Binnenvertriebene in Eritrea. © Boness
Binnenvertriebene in Eritrea. © Boness
Binnenvertriebene (Internally Displaced Persons, abgekürzt IDPs) sind Zivilisten, die von ihrem Wohnort vertrieben wurden, aber ihr Heimatland nicht verlassen haben. Dies unterscheidet sie von Flüchtlingen, die über eine Staatsgrenze fliehen.

Binnenvertriebene sind besonders verwundbar. Sie stehen nicht unter dem Schutz der UN-Flüchtlingskonvention, der zufolge Flüchtlinge im Gastland ein Mindestmaß an Schutz und Versorgung erhalten müssen.

IDPs sind auf die Regierung des eigenen Staates vangewiesen, die sie häufig nicht schützen kann oder will, so dass die Mehrheit auch nach der Flucht von Gewalt bedroht ist. Viele Binnenvertriebene haben zudem ihren Lebensunterhalt verloren und sind Hunger und Seuchen ausgesetzt.
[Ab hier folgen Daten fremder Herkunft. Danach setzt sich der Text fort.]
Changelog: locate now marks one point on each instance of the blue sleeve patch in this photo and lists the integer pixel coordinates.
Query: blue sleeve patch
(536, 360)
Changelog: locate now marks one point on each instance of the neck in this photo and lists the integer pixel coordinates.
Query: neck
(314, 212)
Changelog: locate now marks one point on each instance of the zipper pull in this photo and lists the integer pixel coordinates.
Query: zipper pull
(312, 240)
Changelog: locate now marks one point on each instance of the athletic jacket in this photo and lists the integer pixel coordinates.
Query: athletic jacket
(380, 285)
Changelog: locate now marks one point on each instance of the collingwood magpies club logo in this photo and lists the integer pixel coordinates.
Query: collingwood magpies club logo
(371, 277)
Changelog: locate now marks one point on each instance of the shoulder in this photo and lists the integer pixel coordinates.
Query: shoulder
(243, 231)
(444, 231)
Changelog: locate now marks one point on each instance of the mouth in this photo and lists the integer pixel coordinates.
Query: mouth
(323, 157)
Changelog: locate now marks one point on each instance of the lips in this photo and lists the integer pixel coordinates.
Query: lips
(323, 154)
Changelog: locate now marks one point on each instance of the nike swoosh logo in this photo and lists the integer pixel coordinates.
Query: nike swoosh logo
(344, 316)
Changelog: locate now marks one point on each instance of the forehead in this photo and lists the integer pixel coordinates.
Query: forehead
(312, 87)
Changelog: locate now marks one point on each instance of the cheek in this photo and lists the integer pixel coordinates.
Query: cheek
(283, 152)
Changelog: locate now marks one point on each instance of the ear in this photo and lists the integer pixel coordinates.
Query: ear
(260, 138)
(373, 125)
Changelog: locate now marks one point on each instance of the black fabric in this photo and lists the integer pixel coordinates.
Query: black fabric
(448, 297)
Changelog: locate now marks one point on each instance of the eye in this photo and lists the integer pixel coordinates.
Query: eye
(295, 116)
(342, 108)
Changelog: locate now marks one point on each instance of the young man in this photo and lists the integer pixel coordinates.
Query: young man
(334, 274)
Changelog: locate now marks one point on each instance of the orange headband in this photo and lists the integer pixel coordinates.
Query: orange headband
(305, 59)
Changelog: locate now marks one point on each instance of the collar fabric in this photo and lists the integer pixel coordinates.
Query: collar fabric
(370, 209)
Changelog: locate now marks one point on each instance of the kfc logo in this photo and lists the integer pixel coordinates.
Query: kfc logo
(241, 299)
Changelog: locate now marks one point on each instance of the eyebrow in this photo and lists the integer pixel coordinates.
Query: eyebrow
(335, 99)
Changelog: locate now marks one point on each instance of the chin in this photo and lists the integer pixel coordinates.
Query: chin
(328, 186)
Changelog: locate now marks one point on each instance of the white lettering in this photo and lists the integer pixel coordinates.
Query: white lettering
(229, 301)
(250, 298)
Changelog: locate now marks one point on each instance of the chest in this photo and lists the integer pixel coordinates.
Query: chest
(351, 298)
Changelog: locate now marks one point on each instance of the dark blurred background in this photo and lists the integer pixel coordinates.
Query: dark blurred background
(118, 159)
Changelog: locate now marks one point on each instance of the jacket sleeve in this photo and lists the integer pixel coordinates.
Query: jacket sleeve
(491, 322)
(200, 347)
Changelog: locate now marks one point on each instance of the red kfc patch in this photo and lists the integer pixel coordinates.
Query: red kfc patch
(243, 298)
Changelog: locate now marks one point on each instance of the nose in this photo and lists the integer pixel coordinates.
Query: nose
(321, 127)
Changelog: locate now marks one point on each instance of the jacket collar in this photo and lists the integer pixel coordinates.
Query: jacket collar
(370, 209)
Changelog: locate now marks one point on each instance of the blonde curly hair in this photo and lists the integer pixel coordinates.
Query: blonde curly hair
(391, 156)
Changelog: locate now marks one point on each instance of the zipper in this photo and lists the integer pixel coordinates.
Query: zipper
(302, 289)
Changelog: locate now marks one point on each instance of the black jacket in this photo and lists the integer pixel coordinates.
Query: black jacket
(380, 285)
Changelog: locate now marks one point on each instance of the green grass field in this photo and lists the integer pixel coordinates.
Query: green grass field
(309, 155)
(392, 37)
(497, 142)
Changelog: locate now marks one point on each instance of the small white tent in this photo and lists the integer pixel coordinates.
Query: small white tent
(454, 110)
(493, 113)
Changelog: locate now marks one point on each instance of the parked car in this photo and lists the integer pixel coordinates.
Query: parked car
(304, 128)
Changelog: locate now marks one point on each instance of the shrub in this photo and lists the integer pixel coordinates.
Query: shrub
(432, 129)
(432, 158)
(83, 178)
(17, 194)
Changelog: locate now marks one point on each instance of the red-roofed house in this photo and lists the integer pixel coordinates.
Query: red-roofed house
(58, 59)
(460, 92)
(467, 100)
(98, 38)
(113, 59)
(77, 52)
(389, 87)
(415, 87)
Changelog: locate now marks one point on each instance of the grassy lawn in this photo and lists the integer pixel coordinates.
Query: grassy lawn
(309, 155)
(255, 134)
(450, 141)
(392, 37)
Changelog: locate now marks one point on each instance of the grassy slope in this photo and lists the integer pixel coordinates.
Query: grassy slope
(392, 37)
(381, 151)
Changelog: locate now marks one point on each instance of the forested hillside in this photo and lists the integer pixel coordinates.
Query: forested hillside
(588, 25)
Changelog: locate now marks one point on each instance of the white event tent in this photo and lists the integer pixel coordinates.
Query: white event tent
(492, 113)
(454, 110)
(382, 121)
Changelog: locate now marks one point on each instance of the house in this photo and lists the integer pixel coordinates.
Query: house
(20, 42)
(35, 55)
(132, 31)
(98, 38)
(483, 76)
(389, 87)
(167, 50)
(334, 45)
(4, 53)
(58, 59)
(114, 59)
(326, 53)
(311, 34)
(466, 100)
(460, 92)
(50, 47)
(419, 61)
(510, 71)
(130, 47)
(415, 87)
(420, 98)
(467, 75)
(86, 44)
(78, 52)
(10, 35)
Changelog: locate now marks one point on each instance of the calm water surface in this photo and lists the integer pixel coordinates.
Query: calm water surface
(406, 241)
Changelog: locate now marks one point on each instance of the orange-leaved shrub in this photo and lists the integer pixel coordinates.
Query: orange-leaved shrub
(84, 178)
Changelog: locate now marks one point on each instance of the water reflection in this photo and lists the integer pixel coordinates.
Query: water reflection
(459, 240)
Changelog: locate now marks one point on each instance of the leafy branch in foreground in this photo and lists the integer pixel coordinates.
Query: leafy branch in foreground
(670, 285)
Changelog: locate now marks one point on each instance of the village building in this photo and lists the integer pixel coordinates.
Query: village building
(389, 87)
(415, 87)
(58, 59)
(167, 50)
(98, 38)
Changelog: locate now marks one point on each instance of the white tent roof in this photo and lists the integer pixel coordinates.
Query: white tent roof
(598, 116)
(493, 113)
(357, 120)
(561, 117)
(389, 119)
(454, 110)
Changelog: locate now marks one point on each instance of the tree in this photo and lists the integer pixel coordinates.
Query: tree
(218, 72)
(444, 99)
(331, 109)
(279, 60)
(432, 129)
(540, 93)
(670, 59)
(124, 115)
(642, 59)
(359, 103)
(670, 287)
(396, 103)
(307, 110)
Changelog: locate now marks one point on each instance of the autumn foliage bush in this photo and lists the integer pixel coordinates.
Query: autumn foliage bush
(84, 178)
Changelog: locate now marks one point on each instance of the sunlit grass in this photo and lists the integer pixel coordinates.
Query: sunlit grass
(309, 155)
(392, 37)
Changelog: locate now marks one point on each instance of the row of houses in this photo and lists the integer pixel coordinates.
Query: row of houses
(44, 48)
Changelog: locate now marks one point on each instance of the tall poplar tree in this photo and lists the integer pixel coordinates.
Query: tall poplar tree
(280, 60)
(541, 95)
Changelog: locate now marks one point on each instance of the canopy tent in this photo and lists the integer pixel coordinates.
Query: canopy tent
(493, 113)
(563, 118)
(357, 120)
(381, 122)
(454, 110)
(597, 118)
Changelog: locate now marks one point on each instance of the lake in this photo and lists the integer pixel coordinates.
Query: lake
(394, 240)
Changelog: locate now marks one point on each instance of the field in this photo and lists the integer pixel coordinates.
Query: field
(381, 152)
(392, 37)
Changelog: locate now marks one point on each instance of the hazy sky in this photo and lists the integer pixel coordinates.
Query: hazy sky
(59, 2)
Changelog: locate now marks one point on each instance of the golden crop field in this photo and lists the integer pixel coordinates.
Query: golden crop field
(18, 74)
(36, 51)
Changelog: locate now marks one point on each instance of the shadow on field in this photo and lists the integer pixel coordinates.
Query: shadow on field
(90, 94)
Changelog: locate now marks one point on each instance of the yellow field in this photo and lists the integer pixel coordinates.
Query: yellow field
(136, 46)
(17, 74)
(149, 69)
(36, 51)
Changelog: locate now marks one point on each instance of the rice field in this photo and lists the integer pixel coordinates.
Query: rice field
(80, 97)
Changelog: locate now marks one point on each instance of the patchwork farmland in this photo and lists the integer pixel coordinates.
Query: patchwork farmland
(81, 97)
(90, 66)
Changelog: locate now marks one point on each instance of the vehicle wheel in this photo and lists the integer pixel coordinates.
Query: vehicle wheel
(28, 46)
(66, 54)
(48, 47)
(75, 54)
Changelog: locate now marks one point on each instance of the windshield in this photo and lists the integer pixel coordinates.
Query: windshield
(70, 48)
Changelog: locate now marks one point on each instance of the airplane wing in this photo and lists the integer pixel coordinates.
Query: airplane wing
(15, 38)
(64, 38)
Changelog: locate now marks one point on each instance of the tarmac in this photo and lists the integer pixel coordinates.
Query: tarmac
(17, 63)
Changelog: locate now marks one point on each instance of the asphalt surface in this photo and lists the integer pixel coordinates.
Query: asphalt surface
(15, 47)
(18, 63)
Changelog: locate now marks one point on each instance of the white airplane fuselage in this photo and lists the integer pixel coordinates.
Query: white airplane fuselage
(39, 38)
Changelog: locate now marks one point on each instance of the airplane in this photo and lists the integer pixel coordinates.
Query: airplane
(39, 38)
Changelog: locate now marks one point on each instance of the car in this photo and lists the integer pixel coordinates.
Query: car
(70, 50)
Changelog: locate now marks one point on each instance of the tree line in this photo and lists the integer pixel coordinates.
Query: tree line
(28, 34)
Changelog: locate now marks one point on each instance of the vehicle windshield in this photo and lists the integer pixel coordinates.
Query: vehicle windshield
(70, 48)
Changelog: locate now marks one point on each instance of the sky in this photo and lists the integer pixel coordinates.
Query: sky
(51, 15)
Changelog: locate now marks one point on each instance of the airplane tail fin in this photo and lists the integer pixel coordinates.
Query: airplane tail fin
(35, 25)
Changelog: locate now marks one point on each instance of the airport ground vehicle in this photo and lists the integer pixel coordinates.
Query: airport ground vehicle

Im Jahr 2005 lebten in mindestens 50 Ländern schätzungsweise insgesamt 24 Millionen Binnenvertriebene, die vor Kriegshandlungen, Gewalt oder Menschenrechtsverletzungen geflohen waren (ohne die vor Naturkatastrophen Geflohenen). 70 bis 80 Prozent sind Frauen und Kinder, die Hälfte findet sich in Afrika. Besonders viele IDPs leben im Sudan (bis 6 Millionen), Kolumbien (bis 3,6 Millionen), Uganda (bis 2 Millionen), der Demokratischen Republik Kongo (bis 2,3 Millionen) und neuerdings im Irak (bis 1,3 Millionen). Die Gesamtzahl geht kaum zurück, während die Zahl der Flüchtlinge 2005 auf den niedrigsten Stand seit 25 Jahren gesunken ist.